Despite having thousands of passengers on board, both ships carried the bare legal minimum number of lifeboats. These eerie “coincidences” strike most as borderline creepy but was Robertson really a predictive writer? Well, skeptics claim that Robertson was just an experienced seaman who wrote about maritime affairs. He saw ships increasing in size and the possible danger of one of these behemoths hitting an iceberg. After the Titanic disaster, Robertson achieved wide popularity around the world.
6. A can of diet Coke will float, while a regular can of Coke will sink in water.
Have you ever wondered why a regular Coke can sinks while a Diet Coke can floats in a tank filled with water? The answer is simple; sugar. While both beverages contain water, the regular Coke has sugar added to it, lots and lots of it (or dense corn syrup). This makes the density of the Coke liquid greater than that of pure water, so the regular Coke sinks. A regular Coke can contains roughly 39 grams of dense corn syrup per can while Diet Coke contains less than one gram of sweetener. This results in the density slightly lesser than that of water, so it floats.
7. Barbara Walters, Anne Frank, and Martin Luther King Jr. were all born in the year 1929.
What do Anne Frank, Martin Luther King, Jr. and Barbara Walters have in common? Although we hardly hear these names mentioned in the same sentence, when we look into their birth dates, it changes our perception of time. Martin Luther King, Jr. was born in January 1929, Anne Frank was born in June 1929 and Barbara Walters was born in September 1929.

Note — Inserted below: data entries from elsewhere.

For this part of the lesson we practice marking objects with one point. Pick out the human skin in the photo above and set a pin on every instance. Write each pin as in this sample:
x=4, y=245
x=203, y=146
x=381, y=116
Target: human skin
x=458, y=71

8. Aphids give birth to other pregnant aphids.
Aphids are soft-bodied insects that use their piercing sucking mouthparts to feed on plant sap. This common garden insect is stranger than it appears. Most of them are born pregnant and do not require men to reproduce. According to the US National Library of Medicine, most aphids are born pregnant and beget females without wastrel males.
“Embryos complete development within the mother’s ovary, one after another, in assembly line fashion. These developing embryos contain developing embryos of the third generation within them, like Russian dolls.”

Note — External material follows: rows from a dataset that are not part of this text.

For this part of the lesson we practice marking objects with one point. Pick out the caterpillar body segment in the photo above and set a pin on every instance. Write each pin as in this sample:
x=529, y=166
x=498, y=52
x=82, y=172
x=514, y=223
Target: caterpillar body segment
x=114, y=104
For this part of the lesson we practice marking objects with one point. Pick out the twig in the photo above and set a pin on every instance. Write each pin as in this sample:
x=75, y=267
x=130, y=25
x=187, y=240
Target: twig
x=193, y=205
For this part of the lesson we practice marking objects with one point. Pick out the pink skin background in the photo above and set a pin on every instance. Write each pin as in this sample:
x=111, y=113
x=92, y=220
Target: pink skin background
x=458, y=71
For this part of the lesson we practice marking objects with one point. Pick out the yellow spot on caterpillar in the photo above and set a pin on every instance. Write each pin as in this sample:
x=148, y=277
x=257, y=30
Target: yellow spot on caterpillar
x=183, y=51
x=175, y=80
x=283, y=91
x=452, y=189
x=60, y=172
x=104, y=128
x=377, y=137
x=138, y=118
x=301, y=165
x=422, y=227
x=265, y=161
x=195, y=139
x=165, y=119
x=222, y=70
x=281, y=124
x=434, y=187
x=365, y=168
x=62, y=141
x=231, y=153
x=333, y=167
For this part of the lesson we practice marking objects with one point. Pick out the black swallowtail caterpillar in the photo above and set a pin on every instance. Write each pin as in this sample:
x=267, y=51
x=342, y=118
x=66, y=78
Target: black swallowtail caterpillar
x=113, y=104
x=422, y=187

Aphids have sex once a year and depending on the condition of the weather, it produces eggs rather than embryos. Ladybugs eat aphids and are often introduced as a method of population control.

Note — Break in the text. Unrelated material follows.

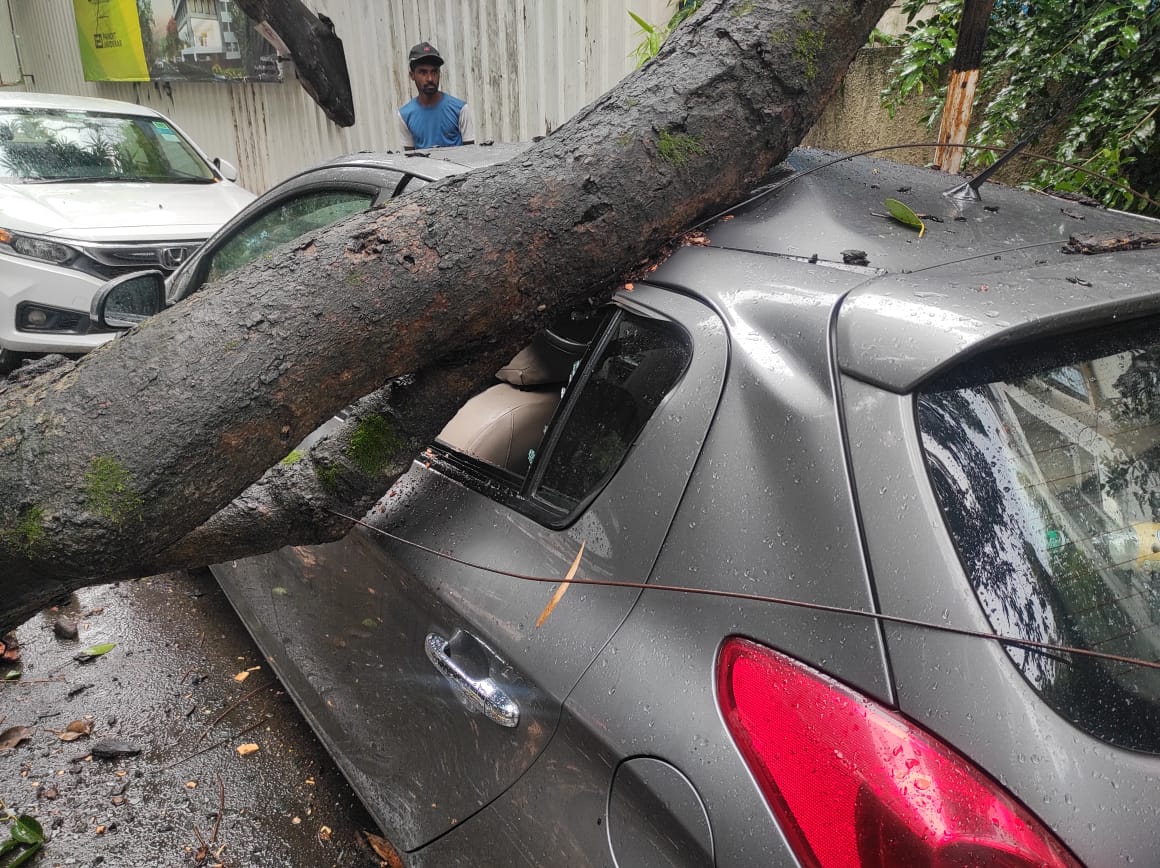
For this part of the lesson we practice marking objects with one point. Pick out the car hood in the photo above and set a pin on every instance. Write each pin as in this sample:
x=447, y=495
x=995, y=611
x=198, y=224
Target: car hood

9. France executed the last person by guillotine as recently as the same year that “Star Wars: A New Hope” was released.
The first “Star Wars” movie was released on May 25, 1977, however, the last person executed by guillotine in France was Hamida Djandoubi, on September 10, 1977. Hamida Djandoubi was the last person to be legally executed by beheading in the Western world and the last person to be legally executed in the European Union.
10. There are more trees on Earth than stars in the Milky Way.
The sheer scale of the universe that encompasses the Earth often makes it seem like space must be infinite, with an uncountable number of stars surrounding it in every direction. Yet, NASA scientists have come up with very good estimates for the number of stars in the Milky Way galaxy. This number stands at around 400 billion. While that is certainly a lot, it is dwarfed by the number of trees that are on the planet’s surface. Recent studies have concluded that there are around 3 trillion trees on Earth, almost 10 times the amount of stars in the galaxy.